Sunday 18 August 2019

'I've probably been the worst player so far' - Judd Trump plays down title chances after storming comeback

Judd Trump celebrates beating Ding Junhui during day ten of the 2019 Betfred World Championship at The Crucible, Sheffield. Simon Cooper/PA Wire
Judd Trump celebrates beating Ding Junhui during day ten of the 2019 Betfred World Championship at The Crucible, Sheffield. Simon Cooper/PA Wire

Mark Staniforth

Judd Trump insisted he is still "leagues" away from winning an elusive first World Championship title despite reeling off six consecutive frames to sink Ding Junhui.

Trump, who made his solitary final appearance in 2011, turned a 7-9 deficit into a 13-9 victory over the Chinese player to set up a quarter-final against Scotland's Stephen Maguire.

But the 29-year-old has been far from happy with his form in the tournament having squeezed through his first round match against Thepchaiya Un-Nooh, and believes others stand a far better chance of success.

Trump said: "I've probably been the worst player of the whole tournament so far so I knew I had to raise my game and I was prepared to go out there and fight.

"You have to look at Neil Robertson and Kyren Wilson - those two are leagues above the standard I've seen in the tournament so far, so I just have to keep competing and hope my chance will come."

Trump quickly erased any lingering frustration from an erratic opening session with a break of 93 in the first frame of the evening to reduce the deficit to one.

And with Ding, like Trump a former finalist who is still chasing the sport's major prize, struggling to get a look-in, Trump went on to make three more half centuries then a 103 to move within one of victory.

After completing the job, Trump, who is in the midst of one of the best seasons of his career with three titles including the Masters, relished his meeting with Maguire.

"He is a very fiery character who can intimidate you if you're not playing well," added Trump. "We've had a good few battles over the years. If I start like I have in my last two matches again, I'll be going home."
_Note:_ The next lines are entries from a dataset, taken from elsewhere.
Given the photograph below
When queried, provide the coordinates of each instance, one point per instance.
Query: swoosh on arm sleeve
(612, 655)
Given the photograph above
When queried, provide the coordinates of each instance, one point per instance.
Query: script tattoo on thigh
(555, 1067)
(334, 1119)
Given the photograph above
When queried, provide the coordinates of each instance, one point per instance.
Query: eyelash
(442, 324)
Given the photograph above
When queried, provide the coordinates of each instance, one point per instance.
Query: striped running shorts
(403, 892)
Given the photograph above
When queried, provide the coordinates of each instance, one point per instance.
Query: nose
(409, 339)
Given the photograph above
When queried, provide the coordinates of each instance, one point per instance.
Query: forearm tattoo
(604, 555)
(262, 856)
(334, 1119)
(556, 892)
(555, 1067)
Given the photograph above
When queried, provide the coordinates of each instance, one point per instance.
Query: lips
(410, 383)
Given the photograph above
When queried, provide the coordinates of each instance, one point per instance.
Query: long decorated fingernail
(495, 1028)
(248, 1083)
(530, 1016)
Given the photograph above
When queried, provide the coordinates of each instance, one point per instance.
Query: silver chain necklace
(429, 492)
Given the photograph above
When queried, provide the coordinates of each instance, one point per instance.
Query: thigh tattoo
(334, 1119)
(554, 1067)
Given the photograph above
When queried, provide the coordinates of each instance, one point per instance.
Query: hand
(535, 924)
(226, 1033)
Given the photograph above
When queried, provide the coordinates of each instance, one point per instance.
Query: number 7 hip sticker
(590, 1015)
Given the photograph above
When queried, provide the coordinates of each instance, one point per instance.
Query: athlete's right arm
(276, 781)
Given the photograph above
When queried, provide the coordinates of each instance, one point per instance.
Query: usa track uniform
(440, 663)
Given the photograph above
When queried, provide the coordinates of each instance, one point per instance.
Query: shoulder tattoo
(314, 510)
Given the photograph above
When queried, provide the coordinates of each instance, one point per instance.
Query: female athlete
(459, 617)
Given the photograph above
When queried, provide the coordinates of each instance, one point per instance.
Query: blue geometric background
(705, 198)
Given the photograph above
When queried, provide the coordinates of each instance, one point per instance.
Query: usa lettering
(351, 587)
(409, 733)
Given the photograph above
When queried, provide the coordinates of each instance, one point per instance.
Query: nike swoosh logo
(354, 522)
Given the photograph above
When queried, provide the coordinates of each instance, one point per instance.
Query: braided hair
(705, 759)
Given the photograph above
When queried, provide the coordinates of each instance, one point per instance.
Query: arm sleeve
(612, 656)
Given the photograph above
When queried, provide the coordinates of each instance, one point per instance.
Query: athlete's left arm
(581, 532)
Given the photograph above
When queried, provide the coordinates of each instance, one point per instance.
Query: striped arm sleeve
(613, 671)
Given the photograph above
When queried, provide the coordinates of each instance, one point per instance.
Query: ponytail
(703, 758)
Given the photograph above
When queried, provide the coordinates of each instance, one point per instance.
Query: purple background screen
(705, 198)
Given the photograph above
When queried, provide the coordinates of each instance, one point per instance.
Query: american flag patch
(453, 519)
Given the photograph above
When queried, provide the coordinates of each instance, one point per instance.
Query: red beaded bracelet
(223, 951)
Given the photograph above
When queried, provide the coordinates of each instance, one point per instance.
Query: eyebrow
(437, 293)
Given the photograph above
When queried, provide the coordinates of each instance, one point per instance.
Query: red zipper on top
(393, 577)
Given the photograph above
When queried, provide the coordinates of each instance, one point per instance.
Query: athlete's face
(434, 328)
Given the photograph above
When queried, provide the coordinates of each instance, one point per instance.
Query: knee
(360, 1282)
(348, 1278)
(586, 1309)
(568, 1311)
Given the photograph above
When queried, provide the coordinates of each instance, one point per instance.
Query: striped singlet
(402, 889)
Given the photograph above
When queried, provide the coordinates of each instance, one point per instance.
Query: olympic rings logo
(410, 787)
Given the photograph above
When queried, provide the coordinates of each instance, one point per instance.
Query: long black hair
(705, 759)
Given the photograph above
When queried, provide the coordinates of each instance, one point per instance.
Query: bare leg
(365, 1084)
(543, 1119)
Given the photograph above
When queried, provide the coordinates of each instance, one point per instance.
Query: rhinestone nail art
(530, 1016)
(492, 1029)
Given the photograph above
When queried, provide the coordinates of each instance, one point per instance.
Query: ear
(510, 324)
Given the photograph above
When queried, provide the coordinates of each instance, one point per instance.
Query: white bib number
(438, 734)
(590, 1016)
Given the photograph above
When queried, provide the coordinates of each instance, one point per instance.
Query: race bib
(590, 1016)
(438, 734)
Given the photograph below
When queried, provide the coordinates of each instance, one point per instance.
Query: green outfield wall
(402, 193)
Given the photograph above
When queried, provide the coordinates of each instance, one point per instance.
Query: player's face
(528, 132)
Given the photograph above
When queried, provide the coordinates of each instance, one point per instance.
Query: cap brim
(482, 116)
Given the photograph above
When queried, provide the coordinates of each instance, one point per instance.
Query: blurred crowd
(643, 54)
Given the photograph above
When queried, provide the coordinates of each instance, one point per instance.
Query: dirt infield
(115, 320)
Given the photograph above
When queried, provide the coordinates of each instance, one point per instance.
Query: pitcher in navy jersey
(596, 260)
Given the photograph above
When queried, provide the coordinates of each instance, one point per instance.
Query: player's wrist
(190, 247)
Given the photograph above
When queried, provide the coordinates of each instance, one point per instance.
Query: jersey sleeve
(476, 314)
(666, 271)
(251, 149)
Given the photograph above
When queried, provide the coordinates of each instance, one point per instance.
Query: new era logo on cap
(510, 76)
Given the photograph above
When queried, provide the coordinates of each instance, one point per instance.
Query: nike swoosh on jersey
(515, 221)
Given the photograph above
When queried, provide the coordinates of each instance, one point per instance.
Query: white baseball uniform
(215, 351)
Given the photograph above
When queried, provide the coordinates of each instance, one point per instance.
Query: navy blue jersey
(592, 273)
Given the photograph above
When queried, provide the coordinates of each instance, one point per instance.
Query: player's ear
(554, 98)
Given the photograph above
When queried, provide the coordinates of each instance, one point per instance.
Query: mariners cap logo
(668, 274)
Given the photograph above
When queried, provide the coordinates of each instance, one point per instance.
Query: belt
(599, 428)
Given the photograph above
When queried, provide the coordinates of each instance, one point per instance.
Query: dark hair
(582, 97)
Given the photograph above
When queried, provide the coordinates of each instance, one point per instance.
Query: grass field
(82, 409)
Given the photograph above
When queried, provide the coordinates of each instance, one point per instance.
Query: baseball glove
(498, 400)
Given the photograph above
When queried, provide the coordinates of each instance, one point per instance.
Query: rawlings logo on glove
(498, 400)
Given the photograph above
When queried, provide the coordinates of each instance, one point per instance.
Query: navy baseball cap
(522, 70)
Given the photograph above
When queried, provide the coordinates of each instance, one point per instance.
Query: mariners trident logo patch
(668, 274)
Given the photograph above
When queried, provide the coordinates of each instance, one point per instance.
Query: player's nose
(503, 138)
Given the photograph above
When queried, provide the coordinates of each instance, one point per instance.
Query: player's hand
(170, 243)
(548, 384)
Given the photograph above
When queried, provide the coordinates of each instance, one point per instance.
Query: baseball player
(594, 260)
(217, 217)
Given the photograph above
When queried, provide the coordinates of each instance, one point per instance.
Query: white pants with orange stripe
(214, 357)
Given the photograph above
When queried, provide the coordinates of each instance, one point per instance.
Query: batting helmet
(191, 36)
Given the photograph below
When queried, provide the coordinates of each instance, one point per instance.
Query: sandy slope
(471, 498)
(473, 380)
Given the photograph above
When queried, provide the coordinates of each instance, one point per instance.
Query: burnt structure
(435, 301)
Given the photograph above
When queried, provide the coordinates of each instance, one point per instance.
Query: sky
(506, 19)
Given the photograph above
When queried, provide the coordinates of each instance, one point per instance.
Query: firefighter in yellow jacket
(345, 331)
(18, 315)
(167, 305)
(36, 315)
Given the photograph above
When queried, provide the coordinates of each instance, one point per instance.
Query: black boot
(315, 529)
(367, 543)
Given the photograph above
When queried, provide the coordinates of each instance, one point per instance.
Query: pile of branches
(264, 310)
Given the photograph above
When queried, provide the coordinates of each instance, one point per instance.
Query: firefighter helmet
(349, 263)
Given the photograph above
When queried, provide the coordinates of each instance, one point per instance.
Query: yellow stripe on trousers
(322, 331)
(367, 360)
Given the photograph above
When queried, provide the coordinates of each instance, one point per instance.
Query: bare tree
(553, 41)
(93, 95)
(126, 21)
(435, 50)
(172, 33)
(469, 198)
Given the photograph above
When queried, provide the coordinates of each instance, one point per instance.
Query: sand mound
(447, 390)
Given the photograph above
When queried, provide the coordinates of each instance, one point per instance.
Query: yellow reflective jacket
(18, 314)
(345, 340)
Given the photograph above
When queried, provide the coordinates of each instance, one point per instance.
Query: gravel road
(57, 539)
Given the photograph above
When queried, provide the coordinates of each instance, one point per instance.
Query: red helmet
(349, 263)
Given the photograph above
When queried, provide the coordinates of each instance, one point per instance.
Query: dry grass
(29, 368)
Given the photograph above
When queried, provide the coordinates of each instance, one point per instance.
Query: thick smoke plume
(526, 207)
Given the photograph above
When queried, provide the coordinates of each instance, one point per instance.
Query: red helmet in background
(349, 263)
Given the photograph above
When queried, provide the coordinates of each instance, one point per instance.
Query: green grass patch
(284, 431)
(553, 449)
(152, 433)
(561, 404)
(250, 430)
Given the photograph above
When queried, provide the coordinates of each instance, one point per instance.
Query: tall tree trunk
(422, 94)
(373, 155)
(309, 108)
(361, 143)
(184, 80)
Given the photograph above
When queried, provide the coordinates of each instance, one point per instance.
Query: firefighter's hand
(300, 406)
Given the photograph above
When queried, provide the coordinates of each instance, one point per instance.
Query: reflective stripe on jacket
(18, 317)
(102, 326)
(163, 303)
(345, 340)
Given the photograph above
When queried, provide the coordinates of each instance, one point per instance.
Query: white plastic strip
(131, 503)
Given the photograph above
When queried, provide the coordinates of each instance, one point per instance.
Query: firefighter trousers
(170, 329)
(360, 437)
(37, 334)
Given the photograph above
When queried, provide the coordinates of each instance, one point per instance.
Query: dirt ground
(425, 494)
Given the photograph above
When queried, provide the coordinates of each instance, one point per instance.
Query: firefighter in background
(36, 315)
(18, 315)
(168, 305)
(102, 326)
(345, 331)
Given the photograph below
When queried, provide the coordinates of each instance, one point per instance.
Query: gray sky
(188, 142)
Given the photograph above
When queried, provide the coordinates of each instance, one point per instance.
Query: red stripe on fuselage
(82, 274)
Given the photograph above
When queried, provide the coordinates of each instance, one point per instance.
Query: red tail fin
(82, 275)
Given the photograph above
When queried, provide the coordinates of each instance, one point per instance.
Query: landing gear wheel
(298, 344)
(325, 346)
Earlier, Wilson rose to the occasion to reel off back-to-back centuries and seal a 13-11 victory over Barry Hawkins in a record-breaking second round meeting.

Breaks of 125 and 132 in the last two frames saw Wilson erase an overnight deficit of 9-7 as he took the total of tons in the match to nine - a new mark for a best-of-25 match in Sheffield.

Wilson's break in the penultimate frame saw him edge in front for the first time in a match in which he had trailed 6-1, after Hawkins scored four centuries of his own in the first session.

Wilson said: "Towards the end I reeled off the games very comfortably. I've worked really hard for this event and that's the time you rely on it and it comes out."

Ali Carter drew on his renowned fighting spirit to reel off six successive frames and turn a 9-7 overnight deficit into a 13-9 victory over fellow qualifier Zhou Yuelong.

The two-time finalist, who has twice beaten cancer and also suffers from Crohn's Disease, will next face another qualifier, Gary Wilson, in his sixth career appearance in the last eight.

Consecutive breaks of 72 helped Carter nudge in front and, with Zhou appearing to wilt under the pressure, the Essex player kept his focus in a scrappy session to get over the line.

Carter said: "I feel like I've swum the channel to get through that match. It's just the fight I've got in me, and if I didn't have it maybe I wouldn't be here today.

"I feel like maybe I deserve to be world champion. I've lost twice in the final to Ronnie (O'Sullivan). I'm not really bothered about the other tournaments any more - this is the only one that matters."